In extreme duty, high‑nickel alloys such as Incoloy 800 see use, though costs are higher. Some ferritic steels deliberately add Cu and Sb (antimony) to stabilize a sulfuric‑acid surface film—one such “S‑TEN” category (aliases include SA333 Grade 6 / SA192) forms a thin FeSO₄ barrier. In 50% H₂SO₄ immersion tests, SA192‑type steels outperformed duplex stainless by building that stable FeSO₄ layer; at more moderate acid levels (5–10%), duplex stainless was far superior, underscoring that worst‑case exposure should drive the spec (ResearchGate; comparative performance also in ResearchGate).
For low‑sulfur gas‑turbine service (S < 0.05%), carbon steel may suffice if temperatures are tightly controlled. Many operators compromise in moderate‑sulfur duty by specifying carbon‑steel tubes clad or overlaid with stainless or nickel alloys (e.g., Inconel 625), or using polymer‑based linings—so long as coatings tolerate thermal stresses.
Field evidence is stark. Photomicrographs show carbon‑steel economizer tubes attacked across much of the wall when run near the acid dew point; even austenitic 304 can thin under under‑deposit acid at high acid concentrations, with “honeycomb” pitting on welds and contours. By contrast, well‑chosen duplex alloys (e.g., SS2205) may lose only fractions of a millimeter over the same interval (BCInsight/CRU Group; micrographic contrasts also discussed in BCInsight/CRU Group).
Material economics and outage risk
Alloy selections cost real money: duplex stainless typically runs ~3–5× the price of carbon steel by weight, which is why many plants confine exotic grades to the lowest, highest‑risk tube rows. Outage math often decides the ROI. One high‑availability unit suffered an economizer tube leak attributable to cold‑end corrosion; a duplicate unit re‑lined the economizer with stainless at the next outage (IJSER case note). Another study’s bottom line was operational, not metallurgical: “It is recommended to decrease sulfur in fuel and to raise feedwater temperature above dew point” to avoid needing exotic materials in the first place (IJSER).
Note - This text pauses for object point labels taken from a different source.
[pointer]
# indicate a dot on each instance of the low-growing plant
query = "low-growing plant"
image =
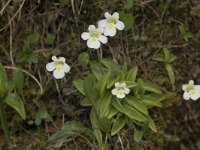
(111, 107)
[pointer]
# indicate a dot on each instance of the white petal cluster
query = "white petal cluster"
(107, 26)
(111, 24)
(191, 91)
(94, 37)
(120, 90)
(58, 66)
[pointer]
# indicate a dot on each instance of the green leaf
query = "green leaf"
(3, 81)
(159, 57)
(69, 129)
(129, 84)
(84, 58)
(111, 65)
(98, 136)
(96, 69)
(103, 82)
(137, 104)
(132, 73)
(138, 135)
(16, 103)
(119, 123)
(79, 85)
(50, 39)
(152, 100)
(85, 102)
(112, 80)
(104, 104)
(4, 122)
(195, 10)
(166, 54)
(93, 119)
(63, 2)
(18, 79)
(170, 73)
(133, 113)
(111, 112)
(89, 88)
(61, 134)
(105, 124)
(152, 125)
(128, 20)
(128, 4)
(33, 38)
(151, 87)
(73, 126)
(140, 89)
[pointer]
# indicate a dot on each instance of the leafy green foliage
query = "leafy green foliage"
(84, 58)
(16, 103)
(167, 58)
(109, 114)
(183, 34)
(69, 129)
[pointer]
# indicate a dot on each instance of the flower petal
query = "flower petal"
(91, 27)
(127, 91)
(50, 66)
(58, 74)
(92, 44)
(103, 39)
(102, 23)
(62, 59)
(120, 95)
(191, 82)
(194, 94)
(186, 95)
(85, 35)
(66, 68)
(114, 92)
(184, 87)
(116, 15)
(54, 58)
(107, 15)
(123, 84)
(110, 32)
(117, 84)
(119, 25)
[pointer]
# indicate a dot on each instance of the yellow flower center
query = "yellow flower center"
(111, 20)
(94, 39)
(58, 68)
(95, 33)
(110, 25)
(193, 93)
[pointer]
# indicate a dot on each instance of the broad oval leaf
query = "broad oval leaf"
(16, 103)
(170, 73)
(137, 104)
(151, 87)
(119, 123)
(104, 104)
(132, 73)
(105, 124)
(138, 135)
(79, 85)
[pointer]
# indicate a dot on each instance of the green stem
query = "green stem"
(4, 121)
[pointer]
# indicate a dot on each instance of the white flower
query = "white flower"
(94, 37)
(191, 91)
(58, 66)
(111, 23)
(120, 90)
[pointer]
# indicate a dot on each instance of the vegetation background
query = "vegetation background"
(31, 31)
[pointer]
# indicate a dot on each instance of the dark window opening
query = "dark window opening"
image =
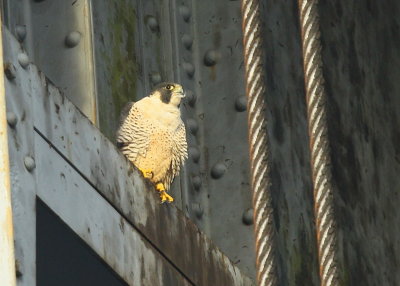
(63, 258)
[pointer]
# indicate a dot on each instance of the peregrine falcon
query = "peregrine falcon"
(152, 136)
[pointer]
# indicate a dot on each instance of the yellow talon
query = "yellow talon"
(163, 194)
(148, 174)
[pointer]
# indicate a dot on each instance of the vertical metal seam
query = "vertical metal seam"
(7, 259)
(258, 143)
(319, 147)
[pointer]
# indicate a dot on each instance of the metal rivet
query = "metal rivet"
(155, 77)
(192, 125)
(20, 30)
(185, 13)
(194, 153)
(9, 70)
(241, 103)
(198, 210)
(73, 39)
(189, 69)
(196, 181)
(191, 98)
(12, 119)
(153, 23)
(29, 163)
(187, 41)
(211, 57)
(23, 60)
(247, 217)
(218, 170)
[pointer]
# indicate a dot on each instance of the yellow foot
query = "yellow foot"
(148, 174)
(163, 193)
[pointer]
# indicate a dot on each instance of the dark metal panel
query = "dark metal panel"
(89, 215)
(361, 44)
(118, 49)
(99, 163)
(218, 191)
(290, 158)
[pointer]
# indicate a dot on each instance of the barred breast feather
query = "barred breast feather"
(153, 138)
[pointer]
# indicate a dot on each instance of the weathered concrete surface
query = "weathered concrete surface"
(287, 127)
(361, 44)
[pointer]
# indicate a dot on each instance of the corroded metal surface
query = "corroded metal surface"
(96, 221)
(7, 264)
(164, 227)
(360, 51)
(56, 36)
(319, 147)
(20, 138)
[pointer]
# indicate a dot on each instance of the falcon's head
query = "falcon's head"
(169, 93)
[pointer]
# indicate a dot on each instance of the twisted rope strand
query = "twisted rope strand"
(258, 141)
(317, 128)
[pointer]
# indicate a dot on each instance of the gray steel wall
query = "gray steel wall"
(137, 43)
(361, 44)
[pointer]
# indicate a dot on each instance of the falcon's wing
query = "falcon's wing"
(134, 133)
(179, 151)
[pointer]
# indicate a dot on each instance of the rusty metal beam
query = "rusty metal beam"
(7, 262)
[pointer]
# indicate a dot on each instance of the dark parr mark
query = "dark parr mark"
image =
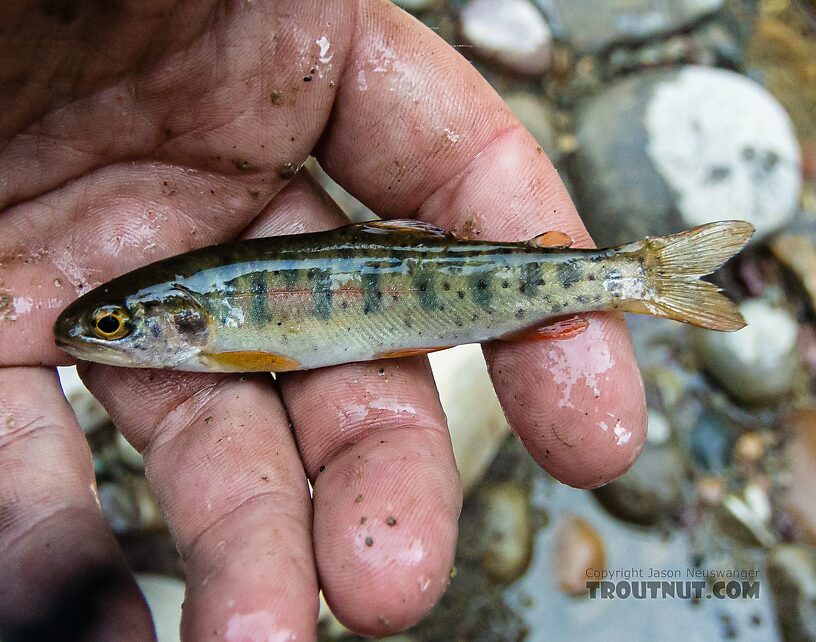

Operating envelope and sources
Put together—higher feedwater inlet, hotter cold‑end metal, lower sulfur, tight air management, dry layup, cleaner surfaces—modern plants can largely avoid cold‑end corrosion. One site reached “zero corrosion failures” after tightening dew‑point controls (higher feedwater temperatures and VCI layup) (Power Magazine). Industry references throughout include boiler engineering handbooks and chemistry guidance (Veolia Water Technologies; additional dew‑point context in Veolia; air‑management practices in Veolia), failure post‑mortems (IJSER; condensation onset and prevention in IJSER), and materials studies (BCInsight/CRU Group; duplex vs. carbon steel performance in ResearchGate). All numeric values (dew points, temperatures) and material comparisons cited here are drawn directly from those sources.